Abandon 'Road Diet'
Thu, 11/16/2006
Editor's Note. This letter was addressed to Grace Crunican, director of the Seattle Department of Transportation with a copy to the Ballard New-Tribune.
I am writing to urge the Seattle Department of Transportation to abandon the proposed changes to 24th Avenue Northwest and Stone Way that involve reducing the four motor vehicle travel lanes.
Ballard, Fremont and Wallingford still need relatively smooth access for trucks delivering to the various industrial businesses that operate in those neighborhoods - for now, that is. If it grows more and more difficult for these businesses - which provide local, family-wage jobs to our citizens - to operate within Seattle, they will leave this area, taking their jobs and city sales taxes with them.

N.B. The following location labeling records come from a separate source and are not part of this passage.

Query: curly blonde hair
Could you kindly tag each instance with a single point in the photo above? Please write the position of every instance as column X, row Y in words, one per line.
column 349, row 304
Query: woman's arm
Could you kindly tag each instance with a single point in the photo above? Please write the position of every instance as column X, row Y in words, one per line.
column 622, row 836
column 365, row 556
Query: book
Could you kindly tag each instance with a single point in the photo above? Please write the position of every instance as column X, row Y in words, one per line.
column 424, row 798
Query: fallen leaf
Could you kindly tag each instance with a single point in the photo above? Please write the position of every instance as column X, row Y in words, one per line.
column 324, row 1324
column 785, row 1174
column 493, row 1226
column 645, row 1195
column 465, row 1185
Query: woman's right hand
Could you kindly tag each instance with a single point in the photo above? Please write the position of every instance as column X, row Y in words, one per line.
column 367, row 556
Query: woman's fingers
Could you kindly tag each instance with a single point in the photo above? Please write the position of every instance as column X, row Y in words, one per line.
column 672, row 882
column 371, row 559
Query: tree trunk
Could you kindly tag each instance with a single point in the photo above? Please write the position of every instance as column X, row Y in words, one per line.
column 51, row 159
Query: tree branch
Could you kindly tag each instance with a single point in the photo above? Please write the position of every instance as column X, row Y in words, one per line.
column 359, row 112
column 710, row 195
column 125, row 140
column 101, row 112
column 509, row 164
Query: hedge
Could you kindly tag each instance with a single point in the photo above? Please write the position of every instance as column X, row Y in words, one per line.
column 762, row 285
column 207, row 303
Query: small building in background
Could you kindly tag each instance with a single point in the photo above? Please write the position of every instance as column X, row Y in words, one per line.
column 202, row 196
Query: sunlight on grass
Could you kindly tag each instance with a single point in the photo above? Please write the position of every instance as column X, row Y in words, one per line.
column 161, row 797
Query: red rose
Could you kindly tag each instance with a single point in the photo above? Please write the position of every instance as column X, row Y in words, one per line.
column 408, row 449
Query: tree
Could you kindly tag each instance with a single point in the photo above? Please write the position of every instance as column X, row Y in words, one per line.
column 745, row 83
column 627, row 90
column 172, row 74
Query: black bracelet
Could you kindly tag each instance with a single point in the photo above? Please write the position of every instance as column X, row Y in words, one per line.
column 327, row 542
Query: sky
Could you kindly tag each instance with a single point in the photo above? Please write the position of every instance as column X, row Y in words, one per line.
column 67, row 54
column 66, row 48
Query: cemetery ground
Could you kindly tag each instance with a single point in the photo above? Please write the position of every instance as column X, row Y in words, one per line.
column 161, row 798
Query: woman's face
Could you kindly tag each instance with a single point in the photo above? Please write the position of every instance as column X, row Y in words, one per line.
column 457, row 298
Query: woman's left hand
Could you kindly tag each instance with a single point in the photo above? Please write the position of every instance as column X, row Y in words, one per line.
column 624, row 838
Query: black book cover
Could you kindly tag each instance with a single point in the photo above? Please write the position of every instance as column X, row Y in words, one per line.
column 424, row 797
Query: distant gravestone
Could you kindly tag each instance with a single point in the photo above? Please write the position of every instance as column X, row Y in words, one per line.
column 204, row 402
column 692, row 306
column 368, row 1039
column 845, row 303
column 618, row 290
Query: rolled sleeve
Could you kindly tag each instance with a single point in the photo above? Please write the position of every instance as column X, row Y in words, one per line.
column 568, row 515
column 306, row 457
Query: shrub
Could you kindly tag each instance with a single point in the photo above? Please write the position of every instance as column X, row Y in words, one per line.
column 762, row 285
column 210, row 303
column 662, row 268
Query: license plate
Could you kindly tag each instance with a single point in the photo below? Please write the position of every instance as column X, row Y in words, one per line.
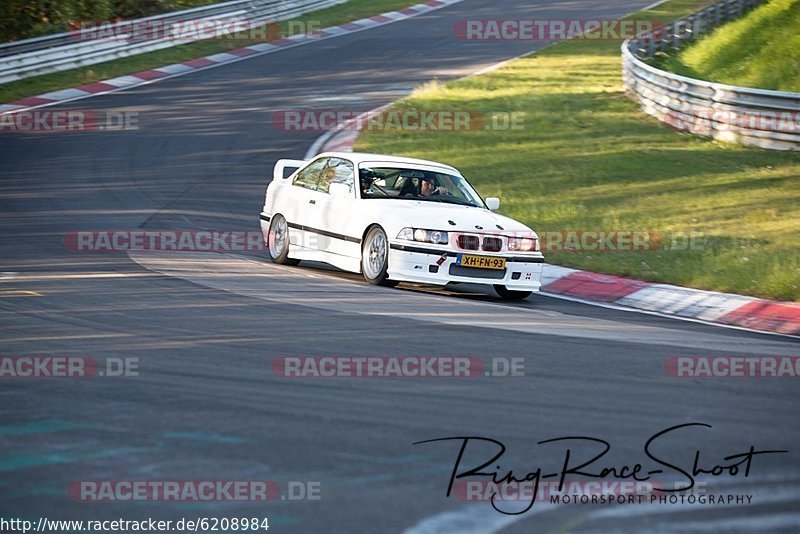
column 481, row 262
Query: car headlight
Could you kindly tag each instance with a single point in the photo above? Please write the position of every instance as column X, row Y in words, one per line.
column 426, row 236
column 521, row 244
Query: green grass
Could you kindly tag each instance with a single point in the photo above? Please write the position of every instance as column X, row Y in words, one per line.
column 352, row 10
column 587, row 158
column 761, row 49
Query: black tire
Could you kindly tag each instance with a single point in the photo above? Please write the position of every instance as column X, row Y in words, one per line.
column 509, row 294
column 375, row 258
column 278, row 241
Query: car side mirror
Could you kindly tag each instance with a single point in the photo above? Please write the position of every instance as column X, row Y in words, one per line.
column 338, row 189
column 493, row 203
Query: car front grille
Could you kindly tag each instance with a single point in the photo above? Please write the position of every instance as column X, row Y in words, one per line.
column 472, row 272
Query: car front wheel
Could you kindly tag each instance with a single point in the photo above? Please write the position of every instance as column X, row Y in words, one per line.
column 278, row 241
column 375, row 258
column 508, row 294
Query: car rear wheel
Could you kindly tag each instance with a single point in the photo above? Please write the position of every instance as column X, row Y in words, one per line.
column 508, row 294
column 375, row 258
column 278, row 241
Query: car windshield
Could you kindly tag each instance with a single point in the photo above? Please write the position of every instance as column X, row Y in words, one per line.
column 414, row 184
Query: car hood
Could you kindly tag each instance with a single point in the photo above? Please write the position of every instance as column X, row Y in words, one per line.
column 447, row 217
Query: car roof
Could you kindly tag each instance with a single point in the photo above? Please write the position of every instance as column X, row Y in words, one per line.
column 361, row 157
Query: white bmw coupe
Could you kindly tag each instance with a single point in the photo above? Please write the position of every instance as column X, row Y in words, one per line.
column 397, row 220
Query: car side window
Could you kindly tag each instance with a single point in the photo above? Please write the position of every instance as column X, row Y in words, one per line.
column 309, row 176
column 338, row 170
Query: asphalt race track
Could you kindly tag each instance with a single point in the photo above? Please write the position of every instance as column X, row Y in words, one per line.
column 207, row 327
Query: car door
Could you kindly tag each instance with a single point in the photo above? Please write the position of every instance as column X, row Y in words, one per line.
column 332, row 211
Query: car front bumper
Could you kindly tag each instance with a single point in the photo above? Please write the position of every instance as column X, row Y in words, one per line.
column 411, row 263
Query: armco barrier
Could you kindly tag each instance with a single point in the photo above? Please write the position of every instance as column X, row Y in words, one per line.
column 756, row 117
column 54, row 53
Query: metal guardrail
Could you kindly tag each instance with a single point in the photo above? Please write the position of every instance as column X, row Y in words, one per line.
column 64, row 51
column 756, row 117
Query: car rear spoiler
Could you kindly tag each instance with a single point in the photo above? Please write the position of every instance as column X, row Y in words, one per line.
column 283, row 164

A version of this "road diet" was recently applied to 50th Street from Greenlake Way to the entrance of I5. Instead of traffic intermittently slowing down to allow a car in the left hand lane to make a left turn, the center turn lane now sits empty while the traffic traveling east to the entrance of I5 is a parking lot, and there aren't even any bike lanes on this street. The "improvements" solved nothing and created more gridlock.

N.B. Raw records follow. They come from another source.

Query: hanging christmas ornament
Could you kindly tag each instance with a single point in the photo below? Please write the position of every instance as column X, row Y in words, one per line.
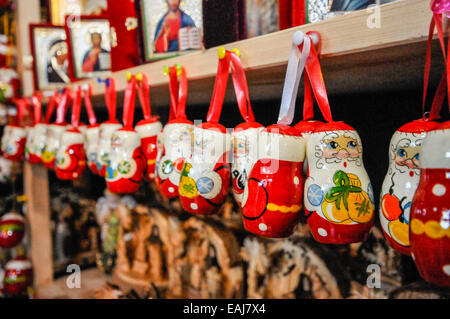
column 125, row 170
column 273, row 197
column 244, row 138
column 338, row 196
column 55, row 131
column 92, row 131
column 205, row 177
column 18, row 276
column 403, row 175
column 12, row 230
column 14, row 135
column 430, row 210
column 149, row 128
column 176, row 136
column 71, row 157
column 107, row 128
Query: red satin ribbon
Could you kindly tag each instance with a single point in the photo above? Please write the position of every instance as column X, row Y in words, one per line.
column 220, row 86
column 111, row 98
column 76, row 108
column 436, row 22
column 241, row 88
column 143, row 89
column 308, row 99
column 54, row 100
column 129, row 103
column 62, row 107
column 182, row 95
column 37, row 108
column 87, row 95
column 173, row 87
column 314, row 73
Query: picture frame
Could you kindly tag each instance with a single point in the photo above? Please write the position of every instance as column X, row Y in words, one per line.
column 49, row 48
column 158, row 20
column 89, row 47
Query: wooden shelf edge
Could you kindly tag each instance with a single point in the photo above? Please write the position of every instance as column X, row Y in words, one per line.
column 401, row 22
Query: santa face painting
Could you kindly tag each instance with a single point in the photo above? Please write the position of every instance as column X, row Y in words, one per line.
column 338, row 193
column 205, row 178
column 177, row 141
column 13, row 142
column 125, row 170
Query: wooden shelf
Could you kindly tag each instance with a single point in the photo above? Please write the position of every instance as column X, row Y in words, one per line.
column 91, row 280
column 356, row 58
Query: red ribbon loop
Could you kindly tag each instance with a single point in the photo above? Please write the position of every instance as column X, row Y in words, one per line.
column 143, row 89
column 54, row 100
column 220, row 86
column 314, row 73
column 87, row 94
column 62, row 107
column 129, row 103
column 182, row 95
column 173, row 87
column 241, row 88
column 111, row 98
column 76, row 108
column 37, row 108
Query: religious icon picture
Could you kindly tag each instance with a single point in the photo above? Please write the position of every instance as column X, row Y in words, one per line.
column 49, row 49
column 89, row 47
column 170, row 27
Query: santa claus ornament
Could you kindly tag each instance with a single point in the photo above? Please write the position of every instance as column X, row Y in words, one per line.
column 91, row 132
column 125, row 170
column 205, row 177
column 149, row 128
column 338, row 195
column 107, row 128
column 176, row 136
column 244, row 138
column 18, row 276
column 403, row 175
column 55, row 131
column 272, row 199
column 12, row 230
column 430, row 210
column 14, row 135
column 71, row 157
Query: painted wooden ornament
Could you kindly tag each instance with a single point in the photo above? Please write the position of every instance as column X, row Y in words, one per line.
column 244, row 137
column 148, row 128
column 401, row 182
column 71, row 157
column 338, row 193
column 206, row 173
column 430, row 210
column 272, row 198
column 176, row 137
column 12, row 230
column 107, row 128
column 14, row 135
column 55, row 131
column 18, row 276
column 125, row 170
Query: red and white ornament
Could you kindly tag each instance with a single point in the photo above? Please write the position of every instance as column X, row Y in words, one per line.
column 12, row 230
column 125, row 170
column 18, row 276
column 401, row 182
column 430, row 210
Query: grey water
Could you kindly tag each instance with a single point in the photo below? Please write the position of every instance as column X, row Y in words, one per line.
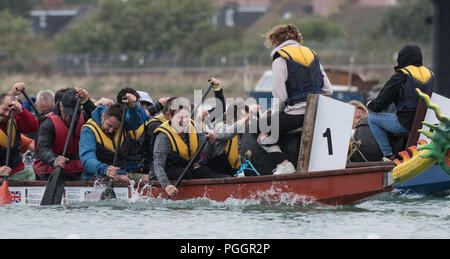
column 389, row 215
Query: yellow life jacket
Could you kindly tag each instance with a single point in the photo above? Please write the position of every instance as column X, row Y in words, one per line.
column 304, row 73
column 159, row 118
column 16, row 145
column 231, row 150
column 421, row 74
column 416, row 77
column 4, row 137
column 103, row 139
column 299, row 54
column 139, row 132
column 178, row 145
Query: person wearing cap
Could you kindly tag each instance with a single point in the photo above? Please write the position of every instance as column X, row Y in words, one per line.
column 99, row 138
column 52, row 136
column 146, row 102
column 227, row 148
column 410, row 74
column 24, row 122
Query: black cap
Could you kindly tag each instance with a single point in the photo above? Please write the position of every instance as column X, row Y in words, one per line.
column 69, row 101
column 409, row 55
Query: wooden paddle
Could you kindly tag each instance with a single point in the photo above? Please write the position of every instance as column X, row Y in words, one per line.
column 199, row 150
column 5, row 194
column 55, row 187
column 109, row 193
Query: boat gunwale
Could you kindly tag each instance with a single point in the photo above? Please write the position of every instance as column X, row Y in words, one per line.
column 352, row 168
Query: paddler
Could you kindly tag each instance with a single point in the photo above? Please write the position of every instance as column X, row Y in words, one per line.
column 24, row 122
column 99, row 138
column 410, row 74
column 176, row 142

A better plan for 24th Avenue Northwest and Stone Way is to increase the visibility of the existing crosswalks by adding streetlights above the crosswalks and light strips and high visibility markings to the crosswalks themselves. Perhaps the Department of Transportation could also work with the Seattle Police Department to fine anyone $1,000, bicyclist or motorist, who does not signal before a turn or who does not come to a full stop once a pedestrian enters the crosswalk, or turns in front of a pedestrian or runs a red light.
The City of Seattle and the Department of Transportation continue to try to get us out of our cars and trucks without providing a viable alternative. In effect, they tell us to "go jump" without giving us anywhere to jump to. How are businesses in these neighborhoods going to get goods and services efficiently - on a bus? (As an aside, it takes an hour and 15 minutes, in the dead of night, on a Sunday to travel by bus from downtown Seattle to Ballard after you are on the bus.)
It seems the city and the Department of Transportation thinks that if you "unbuild" it, the drivers won't come. Certainly the industrial businesses will no longer come. Their places will be taken over by coffee shops or boutiques selling $300 pairs of blue jeans and paying their employees minimum wage (but plus counter tips!) Welcome to the urban village.